Understanding the Laplace operator conceptually
The Laplace operator: those of you who now understand it, how would you explain what it "does" conceptually? How do you wish you had been taught it?
Any good essays (combining both history and conceptual understanding) on the Laplace operator, and its subsequent variations (e.g. Laplace-Bertrami) that you would highly recommend?

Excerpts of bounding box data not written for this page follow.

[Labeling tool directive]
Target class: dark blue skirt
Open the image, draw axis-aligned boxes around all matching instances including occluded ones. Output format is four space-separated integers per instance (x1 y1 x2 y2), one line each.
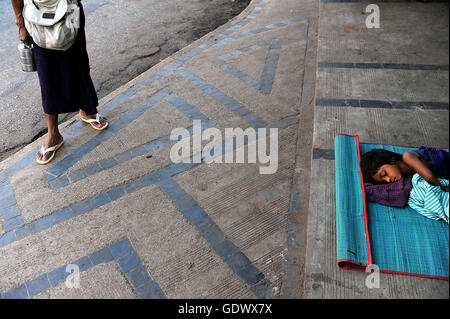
33 3 98 115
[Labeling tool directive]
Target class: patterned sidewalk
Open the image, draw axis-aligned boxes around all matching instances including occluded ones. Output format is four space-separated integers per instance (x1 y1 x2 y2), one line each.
0 0 318 298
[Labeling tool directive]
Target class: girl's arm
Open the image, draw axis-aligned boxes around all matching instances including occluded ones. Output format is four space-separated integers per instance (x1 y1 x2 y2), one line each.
11 0 31 44
403 151 448 191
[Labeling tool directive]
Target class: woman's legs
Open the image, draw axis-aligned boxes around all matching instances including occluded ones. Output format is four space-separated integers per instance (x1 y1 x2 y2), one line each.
36 114 64 161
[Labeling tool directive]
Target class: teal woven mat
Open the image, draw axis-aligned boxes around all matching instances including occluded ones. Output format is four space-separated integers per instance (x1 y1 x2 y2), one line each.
335 135 449 280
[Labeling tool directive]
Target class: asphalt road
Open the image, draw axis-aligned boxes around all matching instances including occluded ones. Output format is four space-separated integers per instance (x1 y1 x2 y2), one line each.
0 0 250 161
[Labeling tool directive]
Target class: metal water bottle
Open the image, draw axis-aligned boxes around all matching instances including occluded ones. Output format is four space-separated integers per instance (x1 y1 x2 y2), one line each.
17 42 36 72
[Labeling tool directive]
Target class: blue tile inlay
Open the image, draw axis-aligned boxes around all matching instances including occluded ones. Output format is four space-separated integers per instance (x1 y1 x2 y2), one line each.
0 239 166 299
210 37 283 95
157 178 270 298
50 93 215 189
48 88 170 176
177 67 267 127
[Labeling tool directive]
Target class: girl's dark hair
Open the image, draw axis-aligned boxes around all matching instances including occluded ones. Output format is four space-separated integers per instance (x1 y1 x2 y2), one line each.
360 149 403 182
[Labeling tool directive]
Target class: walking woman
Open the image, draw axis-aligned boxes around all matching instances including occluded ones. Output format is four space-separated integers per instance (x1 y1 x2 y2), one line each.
11 0 108 164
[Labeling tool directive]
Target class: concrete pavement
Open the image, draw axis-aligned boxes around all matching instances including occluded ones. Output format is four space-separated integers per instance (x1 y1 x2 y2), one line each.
0 0 317 298
305 0 449 299
0 0 448 298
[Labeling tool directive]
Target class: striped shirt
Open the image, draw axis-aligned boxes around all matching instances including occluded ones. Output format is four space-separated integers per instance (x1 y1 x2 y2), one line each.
408 174 449 223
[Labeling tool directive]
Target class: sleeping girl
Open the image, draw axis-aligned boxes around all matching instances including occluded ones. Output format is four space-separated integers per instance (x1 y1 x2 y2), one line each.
360 146 449 223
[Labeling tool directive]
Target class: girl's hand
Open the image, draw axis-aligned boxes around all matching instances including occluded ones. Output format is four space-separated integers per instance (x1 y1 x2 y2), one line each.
19 25 31 45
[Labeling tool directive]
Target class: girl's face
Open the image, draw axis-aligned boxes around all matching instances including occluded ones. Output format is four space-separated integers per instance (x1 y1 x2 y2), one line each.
372 162 403 183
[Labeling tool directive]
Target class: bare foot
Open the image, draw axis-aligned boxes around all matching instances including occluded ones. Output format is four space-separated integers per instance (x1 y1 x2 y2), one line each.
80 110 108 129
36 133 64 161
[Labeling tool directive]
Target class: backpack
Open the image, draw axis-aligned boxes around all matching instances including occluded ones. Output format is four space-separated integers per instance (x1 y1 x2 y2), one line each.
23 0 80 51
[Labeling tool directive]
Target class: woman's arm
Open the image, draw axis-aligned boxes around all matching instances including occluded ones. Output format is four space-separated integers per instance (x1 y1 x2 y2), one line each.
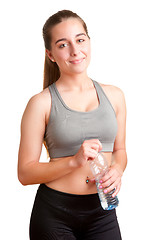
99 87 127 197
18 93 75 185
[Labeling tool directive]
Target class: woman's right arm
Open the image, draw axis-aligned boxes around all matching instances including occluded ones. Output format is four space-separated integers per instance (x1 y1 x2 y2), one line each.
18 93 101 185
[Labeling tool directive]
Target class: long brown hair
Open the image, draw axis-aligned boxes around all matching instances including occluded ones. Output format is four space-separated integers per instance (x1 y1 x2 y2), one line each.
43 10 89 89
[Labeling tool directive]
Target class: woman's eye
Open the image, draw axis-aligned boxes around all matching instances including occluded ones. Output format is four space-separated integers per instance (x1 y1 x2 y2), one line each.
78 39 84 42
60 43 67 48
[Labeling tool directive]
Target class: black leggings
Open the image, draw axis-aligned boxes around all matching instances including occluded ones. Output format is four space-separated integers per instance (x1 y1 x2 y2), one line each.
30 184 121 240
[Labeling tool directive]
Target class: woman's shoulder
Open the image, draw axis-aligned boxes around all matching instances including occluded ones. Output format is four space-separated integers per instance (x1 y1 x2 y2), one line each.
25 88 51 119
99 83 125 113
28 88 50 105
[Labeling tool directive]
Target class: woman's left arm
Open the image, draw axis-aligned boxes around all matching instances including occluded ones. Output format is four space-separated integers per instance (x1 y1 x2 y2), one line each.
101 87 127 197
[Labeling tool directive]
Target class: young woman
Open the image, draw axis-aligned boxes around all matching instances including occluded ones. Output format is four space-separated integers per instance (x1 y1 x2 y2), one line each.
18 10 127 240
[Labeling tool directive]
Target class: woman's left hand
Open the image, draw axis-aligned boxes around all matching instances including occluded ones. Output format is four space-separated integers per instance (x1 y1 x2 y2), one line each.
99 164 123 197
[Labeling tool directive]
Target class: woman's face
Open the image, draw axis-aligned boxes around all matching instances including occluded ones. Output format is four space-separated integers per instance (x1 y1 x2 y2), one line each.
46 18 91 74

The Laplacian $\Delta f (p)$ is the lowest-order measurement of how $f$ deviates from $f(p)$ "on average" - you can interpret this either probabilistically (expected change in $f$ as you take a random walk) or geometrically (the change in the average of $f$ over balls centred at $p$). To make this second interpretation precise, write the Taylor series
$$ f(p+x) = f(p) + f_i(p) x^i + \frac12 f_{ij}(p) x^i x^j + \cdots$$
and integrate:
$$ \int_{B_r(p)} f = f(p) V(B_r) + f_i(p)\int_{B_r(0)}x^idx+\frac12 f_{ij}(p)\int_{B_r(0)}x^ix^jdx + \cdots.$$
The integrals $\int x^i dx$ vanish because $x^i$ is an odd function under reflection in the $x^i$ direction, and similarly the integrals $\int x^i x^j dx$ vanish whenever $i\ne j$; so this simplifies to
$$ \frac{1}{V(B_r)}\int_{B_r(p)} f = f(p) + C \Delta f(p) r^2 + \cdots $$
where $C$ is a constant depending only on the dimension.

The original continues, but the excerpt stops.